Barbara Walters, Legendary Interviewer And Journalist, Dies At 93

As reported by ABC, Barbara Walters, arguably the greatest celebrity interviewer in journalistic history and undisputed queen of television news, has passed away. The legendary figure was 93.

Walters was a trailblazer in the world of TV news, shattering glass ceilings for women everywhere, and serving as the highest-paid television journalist at one point. Walters got her start on "The Today Show" as a writer and segment producer of "women's interest stories," and became so popular, she became the co-host of the program, the first woman to ever hold such a prestigious position. In 1976, Walters would continue to make history, becoming the first female co-anchor of a network evening news program, when she joined Harry Reasoner on the "ABC Evening News."

Walters became a household name, creating "The View," and working on "20/20," and countless specials, most notably, her annual list of "Barbara Walters' 10 Most Fascinating People." She was a working journalist from 1951 until her retirement in 2015, winning multiple Emmy awards and nabbing even more nominations. Walters holds the distinction of having interviewed every sitting U.S. president and first lady from Richard Nixon to Barack Obama but also interviewed both Donald Trump and Joe Biden before their presidencies. 

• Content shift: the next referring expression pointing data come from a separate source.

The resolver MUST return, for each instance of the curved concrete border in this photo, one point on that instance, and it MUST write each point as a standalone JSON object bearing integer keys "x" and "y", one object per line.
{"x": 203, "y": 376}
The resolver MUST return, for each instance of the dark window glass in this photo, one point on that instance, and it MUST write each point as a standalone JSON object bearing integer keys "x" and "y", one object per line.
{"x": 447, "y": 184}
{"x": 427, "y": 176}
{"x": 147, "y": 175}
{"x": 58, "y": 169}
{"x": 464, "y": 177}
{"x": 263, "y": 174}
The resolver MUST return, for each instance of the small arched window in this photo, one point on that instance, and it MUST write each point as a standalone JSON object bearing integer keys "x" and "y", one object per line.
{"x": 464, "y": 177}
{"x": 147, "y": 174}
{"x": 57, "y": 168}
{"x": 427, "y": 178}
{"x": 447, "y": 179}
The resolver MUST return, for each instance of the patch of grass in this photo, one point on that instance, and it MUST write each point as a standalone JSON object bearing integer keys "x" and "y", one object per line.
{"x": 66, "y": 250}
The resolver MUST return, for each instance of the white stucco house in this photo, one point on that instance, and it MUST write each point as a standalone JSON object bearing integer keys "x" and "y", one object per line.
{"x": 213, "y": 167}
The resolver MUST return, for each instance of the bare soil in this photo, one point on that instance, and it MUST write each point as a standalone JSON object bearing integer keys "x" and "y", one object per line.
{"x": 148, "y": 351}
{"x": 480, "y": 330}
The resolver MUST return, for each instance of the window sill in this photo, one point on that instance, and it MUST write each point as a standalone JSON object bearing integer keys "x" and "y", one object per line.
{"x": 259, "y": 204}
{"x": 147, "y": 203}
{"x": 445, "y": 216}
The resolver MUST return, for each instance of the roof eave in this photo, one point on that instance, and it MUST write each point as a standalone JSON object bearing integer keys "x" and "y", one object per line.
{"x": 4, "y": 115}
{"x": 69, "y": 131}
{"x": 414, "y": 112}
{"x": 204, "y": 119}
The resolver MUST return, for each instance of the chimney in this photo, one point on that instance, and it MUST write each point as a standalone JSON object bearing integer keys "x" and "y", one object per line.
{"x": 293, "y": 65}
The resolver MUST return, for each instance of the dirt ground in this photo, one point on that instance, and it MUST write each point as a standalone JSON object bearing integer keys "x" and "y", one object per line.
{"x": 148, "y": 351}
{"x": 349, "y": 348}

Walters was largely considered to be the premiere celebrity interviewer, with many viewing the honor of being interviewed by her as a sign that "you made it." She was inducted into the Television Hall of Fame in 1989, received a Lifetime Achievement Award from the National Academy of Television Arts and Sciences, and earned a star on the Hollywood Walk of Fame in 2007.

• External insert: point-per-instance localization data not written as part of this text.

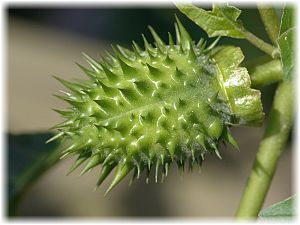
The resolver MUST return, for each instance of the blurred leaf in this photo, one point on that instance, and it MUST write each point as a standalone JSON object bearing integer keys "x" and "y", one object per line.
{"x": 280, "y": 210}
{"x": 28, "y": 158}
{"x": 221, "y": 21}
{"x": 286, "y": 42}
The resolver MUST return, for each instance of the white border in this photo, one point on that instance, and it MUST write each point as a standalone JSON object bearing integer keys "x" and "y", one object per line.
{"x": 3, "y": 116}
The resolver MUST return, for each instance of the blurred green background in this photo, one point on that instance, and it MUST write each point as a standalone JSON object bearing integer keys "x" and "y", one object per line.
{"x": 45, "y": 41}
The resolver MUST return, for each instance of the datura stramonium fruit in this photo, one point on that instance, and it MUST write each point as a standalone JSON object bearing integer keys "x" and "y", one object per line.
{"x": 144, "y": 109}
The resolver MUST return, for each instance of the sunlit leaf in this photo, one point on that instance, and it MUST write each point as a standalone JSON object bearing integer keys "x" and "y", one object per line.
{"x": 280, "y": 210}
{"x": 221, "y": 21}
{"x": 286, "y": 42}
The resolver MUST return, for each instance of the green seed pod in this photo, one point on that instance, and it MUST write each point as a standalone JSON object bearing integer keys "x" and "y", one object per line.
{"x": 144, "y": 109}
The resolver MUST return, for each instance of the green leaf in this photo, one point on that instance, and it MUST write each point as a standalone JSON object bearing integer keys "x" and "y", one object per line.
{"x": 286, "y": 42}
{"x": 280, "y": 210}
{"x": 28, "y": 158}
{"x": 246, "y": 103}
{"x": 221, "y": 21}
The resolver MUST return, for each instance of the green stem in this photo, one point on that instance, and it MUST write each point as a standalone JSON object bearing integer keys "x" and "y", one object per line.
{"x": 270, "y": 149}
{"x": 270, "y": 20}
{"x": 267, "y": 48}
{"x": 266, "y": 73}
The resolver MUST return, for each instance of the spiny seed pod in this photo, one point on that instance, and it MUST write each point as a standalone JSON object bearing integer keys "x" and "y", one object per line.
{"x": 144, "y": 109}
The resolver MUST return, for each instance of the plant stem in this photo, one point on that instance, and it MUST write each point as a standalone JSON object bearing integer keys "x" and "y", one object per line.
{"x": 266, "y": 73}
{"x": 270, "y": 20}
{"x": 267, "y": 48}
{"x": 270, "y": 149}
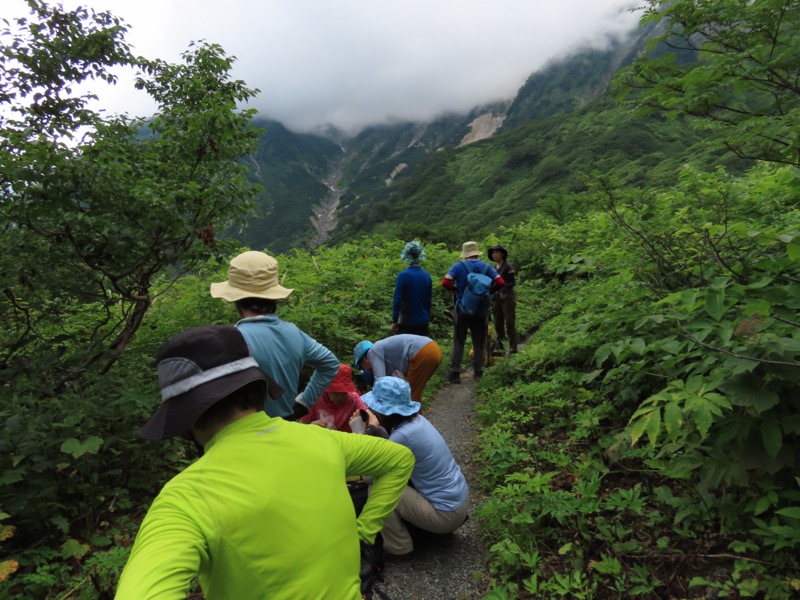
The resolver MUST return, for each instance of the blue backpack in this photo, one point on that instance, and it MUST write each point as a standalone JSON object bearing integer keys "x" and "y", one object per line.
{"x": 475, "y": 300}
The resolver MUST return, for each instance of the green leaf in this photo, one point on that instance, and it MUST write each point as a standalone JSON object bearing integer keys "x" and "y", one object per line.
{"x": 792, "y": 512}
{"x": 74, "y": 549}
{"x": 771, "y": 435}
{"x": 715, "y": 303}
{"x": 673, "y": 417}
{"x": 77, "y": 448}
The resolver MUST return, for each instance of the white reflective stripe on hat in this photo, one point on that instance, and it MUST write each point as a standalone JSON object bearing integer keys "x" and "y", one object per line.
{"x": 188, "y": 384}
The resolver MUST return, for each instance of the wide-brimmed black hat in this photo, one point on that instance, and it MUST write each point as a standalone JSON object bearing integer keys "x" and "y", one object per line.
{"x": 196, "y": 369}
{"x": 497, "y": 247}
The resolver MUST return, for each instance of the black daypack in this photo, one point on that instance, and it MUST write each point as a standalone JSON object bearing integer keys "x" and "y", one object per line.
{"x": 475, "y": 301}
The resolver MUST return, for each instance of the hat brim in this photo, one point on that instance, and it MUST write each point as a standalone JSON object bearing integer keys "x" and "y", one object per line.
{"x": 226, "y": 291}
{"x": 379, "y": 406}
{"x": 360, "y": 357}
{"x": 177, "y": 415}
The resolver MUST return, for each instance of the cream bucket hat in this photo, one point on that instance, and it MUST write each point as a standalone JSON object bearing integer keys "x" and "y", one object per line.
{"x": 470, "y": 249}
{"x": 251, "y": 275}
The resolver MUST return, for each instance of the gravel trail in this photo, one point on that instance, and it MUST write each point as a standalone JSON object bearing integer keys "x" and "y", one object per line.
{"x": 445, "y": 566}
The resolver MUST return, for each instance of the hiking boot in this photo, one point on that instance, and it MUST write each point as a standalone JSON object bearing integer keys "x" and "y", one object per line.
{"x": 399, "y": 559}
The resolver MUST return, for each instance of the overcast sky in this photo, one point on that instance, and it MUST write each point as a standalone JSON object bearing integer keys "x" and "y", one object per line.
{"x": 353, "y": 63}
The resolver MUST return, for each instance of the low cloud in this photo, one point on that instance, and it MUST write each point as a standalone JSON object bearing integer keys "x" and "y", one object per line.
{"x": 355, "y": 63}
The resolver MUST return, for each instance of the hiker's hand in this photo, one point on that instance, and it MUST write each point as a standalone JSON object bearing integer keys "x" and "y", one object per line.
{"x": 371, "y": 569}
{"x": 298, "y": 410}
{"x": 373, "y": 420}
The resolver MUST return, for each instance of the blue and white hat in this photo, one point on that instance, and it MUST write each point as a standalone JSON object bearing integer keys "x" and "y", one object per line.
{"x": 391, "y": 396}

And yet even with all of her accolades, nothing can truly encapsulate the impact, importance, and influence of Barbara Jill Walters.

The woman behind the interview

Barbara Walters was, as "Wonder Woman" star Lynda Carter correctly described her, "an American institution." It's difficult to imagine what the landscape of media, entertainment, and journalism would look like if it weren't for the doors kicked down by Walters and her undeniable gifts. Barbara Walters wasn't just a trailblazer for women in journalism, she completely reshaped the way the industry would approach interviewing. Walters was unafraid to tackle difficult subjects and even more difficult people, interviewing everyone from polarizing political figures to eccentric musicians. She met everyone she spoke to with a baseline level of humanity and respect that everyone with a heart and soul has been trying to emulate from beneath her inimitable shadow.

She was emulated and parodied throughout entertainment for decades, like Gilda Radner's iconic "Baba Wawa" on "Saturday Night Live," or her fictionalized version on "Tiny Toon Adventures." Regardless of the target demo, Barbara Walters was a cultural mainstay. Walters was tough but fair and responsible for some of the most memorable moments in pop culture history. Whether it was her groundbreaking interview with Monica Lewinsky in the wake of the Bill Clinton impeachment trial or her unintentionally hilarious read of the Kardashian family, anybody who's anybody sat opposite Barbara Walters. 

But most importantly, Barbara Walters genuinely cared about the work. She was unrelenting in her quest to hold the most powerful people accountable, and never backed down when she knew she was in the right ... which she almost always was. She was a brilliant journalist, a heartfelt human, and an inspiration to generations.

Thank you, Barbara. The world is better because of you.